営業で売れない理由とは? 成果が出ない時に見直すべき7つのポイント
2026.09.14
商談スキル・実践営業で売れない。努力しているのに成果が出ない。営業担当者であれば、一度は経験する悩みです。しかし、売れない理由は一つではありません。営業歴30年、数多くの営業現場を見てきた経験から言えるのは、売れない原因は担当者本人だけにあるのではない、ということです。
見直すべき7つのポイント
- 売る相手が違う。
ターゲットが違えば、どれだけ努力しても成果は出ません。まず「誰に売るのか」を見直します。 - 商品ではなく課題を理解していない。
営業は商品の説明ではなく、相手の課題を理解する仕事です。 - 提案が早すぎる。
相手の状況を整理する前に提案すると、「検討します」で止まります。 - 不安を確認していない。
価格、導入、社内、運用。決断には必ず不安が伴います。その不安に触れないまま進めると、返事は来ません。 - 決裁構造を把握していない。
担当者だけが前向きでも、契約にはなりません。誰が、どう決めるのかを確認します。 - 振り返りをしていない。
なぜ決まったのか。なぜ決まらなかったのか。商談後の分析が営業力になります。 - 売ろうとしている。

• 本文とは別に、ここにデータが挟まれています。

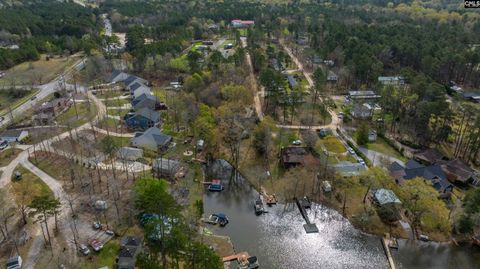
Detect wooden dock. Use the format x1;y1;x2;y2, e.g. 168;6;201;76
260;187;277;205
222;251;250;262
382;233;395;269
294;198;318;234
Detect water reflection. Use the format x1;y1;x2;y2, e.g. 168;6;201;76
204;161;478;269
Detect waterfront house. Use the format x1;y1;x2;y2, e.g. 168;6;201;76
123;107;160;130
373;189;402;206
280;147;307;168
117;147;143;161
388;159;453;193
131;127;173;152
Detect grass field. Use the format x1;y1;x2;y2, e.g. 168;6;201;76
0;55;80;86
0;89;39;115
11;165;53;204
57;102;97;128
367;137;407;161
0;148;22;167
317;136;347;154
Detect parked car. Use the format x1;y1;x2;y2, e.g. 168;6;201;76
90;239;103;251
5;256;22;269
92;221;102;230
78;244;90;256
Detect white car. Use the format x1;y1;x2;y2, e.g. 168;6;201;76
78;244;90;256
5;256;22;269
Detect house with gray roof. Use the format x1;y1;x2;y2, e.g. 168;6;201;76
117;147;143;161
373;189;402;206
110;70;130;83
132;93;158;110
152;158;182;178
131;127;173;152
131;84;152;99
123;107;160;130
388;160;453;193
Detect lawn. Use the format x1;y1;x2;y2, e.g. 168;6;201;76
11;165;53;204
0;89;39;115
0;148;22;167
316;135;347;154
96;240;120;268
57;102;97;128
367;137;407;161
0;55;80;85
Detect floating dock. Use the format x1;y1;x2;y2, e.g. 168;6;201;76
260;187;277;206
382;234;395;269
294;198;318;234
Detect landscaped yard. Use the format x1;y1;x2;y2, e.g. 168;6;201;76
0;148;22;167
57;102;97;128
0;88;38;115
10;165;53;205
0;55;80;86
316;135;347;154
367;137;407;161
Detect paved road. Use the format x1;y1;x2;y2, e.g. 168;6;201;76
0;58;86;128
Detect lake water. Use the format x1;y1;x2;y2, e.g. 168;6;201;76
204;159;480;269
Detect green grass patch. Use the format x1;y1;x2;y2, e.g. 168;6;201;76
57;102;97;128
96;240;120;268
0;55;80;86
11;165;53;204
0;89;39;115
367;137;407;161
0;148;22;167
316;135;347;154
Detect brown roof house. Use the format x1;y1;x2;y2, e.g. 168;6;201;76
280;147;308;168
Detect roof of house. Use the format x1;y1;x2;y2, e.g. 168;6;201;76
348;91;380;98
373;189;402;205
110;70;129;82
124;75;148;86
388;160;452;191
134;127;172;146
132;93;157;106
152;158;180;171
414;148;445;164
281;147;307;163
120;236;141;247
135;107;160;123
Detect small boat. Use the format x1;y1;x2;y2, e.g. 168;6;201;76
207;180;225;191
253;197;265;215
208;213;228;227
300;196;312;209
238;256;260;269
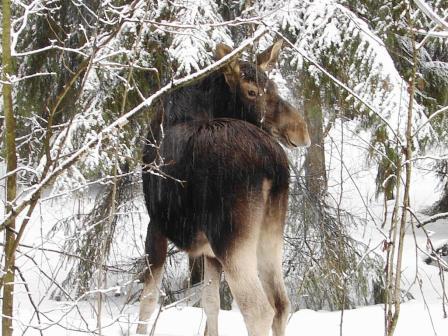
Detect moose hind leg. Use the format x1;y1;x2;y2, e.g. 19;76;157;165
136;224;167;334
202;256;222;336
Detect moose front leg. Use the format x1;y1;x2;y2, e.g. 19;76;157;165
202;256;222;336
137;224;167;334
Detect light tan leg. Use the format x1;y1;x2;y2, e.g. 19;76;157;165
257;194;290;336
202;256;222;336
137;267;163;335
136;227;167;334
223;245;274;336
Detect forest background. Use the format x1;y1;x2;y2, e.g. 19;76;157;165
0;0;448;336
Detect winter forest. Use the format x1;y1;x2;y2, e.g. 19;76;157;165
0;0;448;336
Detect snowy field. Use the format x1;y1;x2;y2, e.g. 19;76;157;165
6;121;448;336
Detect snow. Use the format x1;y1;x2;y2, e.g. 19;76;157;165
4;119;448;336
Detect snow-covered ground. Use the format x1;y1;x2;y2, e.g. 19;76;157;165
5;121;448;336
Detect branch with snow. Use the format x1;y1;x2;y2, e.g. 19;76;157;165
0;27;268;229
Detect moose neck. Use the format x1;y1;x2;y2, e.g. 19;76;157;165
164;72;260;126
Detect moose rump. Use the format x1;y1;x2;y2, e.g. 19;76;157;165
142;118;289;336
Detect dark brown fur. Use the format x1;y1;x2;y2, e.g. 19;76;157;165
137;43;309;336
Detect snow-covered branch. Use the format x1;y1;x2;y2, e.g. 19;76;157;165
414;0;448;30
0;27;268;227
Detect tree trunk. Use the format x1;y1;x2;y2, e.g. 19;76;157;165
1;0;17;336
303;75;327;197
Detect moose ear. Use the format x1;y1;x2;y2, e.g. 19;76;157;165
257;40;283;71
215;43;240;89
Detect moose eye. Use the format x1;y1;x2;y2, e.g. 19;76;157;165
247;90;257;97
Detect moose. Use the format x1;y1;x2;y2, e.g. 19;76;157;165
137;42;310;336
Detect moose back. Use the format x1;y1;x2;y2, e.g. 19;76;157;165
137;42;310;336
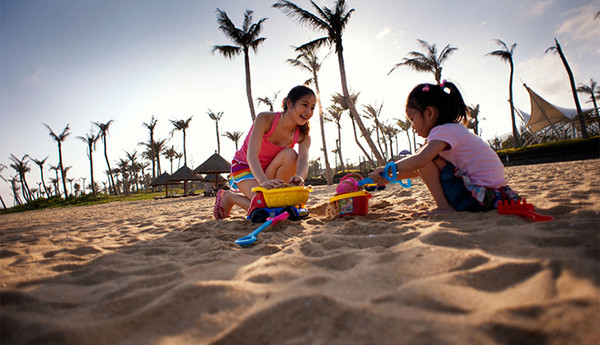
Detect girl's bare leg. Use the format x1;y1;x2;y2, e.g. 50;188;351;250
265;148;298;183
221;148;298;213
419;157;455;213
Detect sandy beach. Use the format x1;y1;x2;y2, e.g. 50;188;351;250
0;159;600;345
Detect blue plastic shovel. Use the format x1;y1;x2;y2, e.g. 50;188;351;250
358;162;412;188
235;212;290;247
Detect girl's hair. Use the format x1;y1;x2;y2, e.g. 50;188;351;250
406;80;467;126
283;85;316;136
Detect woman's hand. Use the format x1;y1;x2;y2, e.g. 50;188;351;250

営業は売る仕事ではなく、相手が決断できる状態をつくる仕事です。売ろうとするほど、相手は引きます。
現場で見えた2つの事例
事例1:
機械部品を扱うA社の担当者は、訪問件数では社内一番なのに、成約が伸びませんでした。商談を振り返ると、初回訪問でいきなり見積りまで出していたことが分かりました。「提案の前に、相手の不安を3つ聞く」と決めただけで、「検討します」で消える案件が減り、商談が前に進むようになりました。
事例2:
広告サービスB社の若手は、提案の質は高いのに受注できない状態が続いていました。原因は決裁構造でした。窓口の担当者は前向きでも、決裁者に届く頃には熱が冷めていたのです。「決裁の流れを最初に伺う」「決裁者向けの1枚資料を添える」の2つを徹底したところ、止まっていた案件が動き始めました。
7つのうち、どこから直すか
すべてを一度に直す必要はありません。直近の失注案件を3件振り返り、7つのうちどこでつまずいたかに印を付けてください。最も多く印が付いた一つから直す。それが最短の改善です。
よくある質問
Q. 努力量を増やせば解決しますか?
A. 方向が合っていれば、量は力になります。方向がずれたままの量は、疲弊を生むだけです。まず7つの点検を先に行ってください。
Q. 「検討します」と言われたら、どうすればいいですか?
A. 「差し支えなければ、どの点を検討されるか伺ってもよろしいですか」とお尋ねください。不安の正体が見えれば、次の一手が決まります。
Q. 自分に営業の才能がない気がします。
A. 売れない理由の多くは、才能ではなく設計にあります。7つのポイントは、すべて後から身につけられるものです。
まとめ
営業で売れない理由は、相手・課題・順番・不安・決裁・振り返り・姿勢の7つに整理できます。原因が特定できれば、改善は始まります。
最後に一つ。あなたの直近の失注は、7つのうち、どこでつまずいていましたか?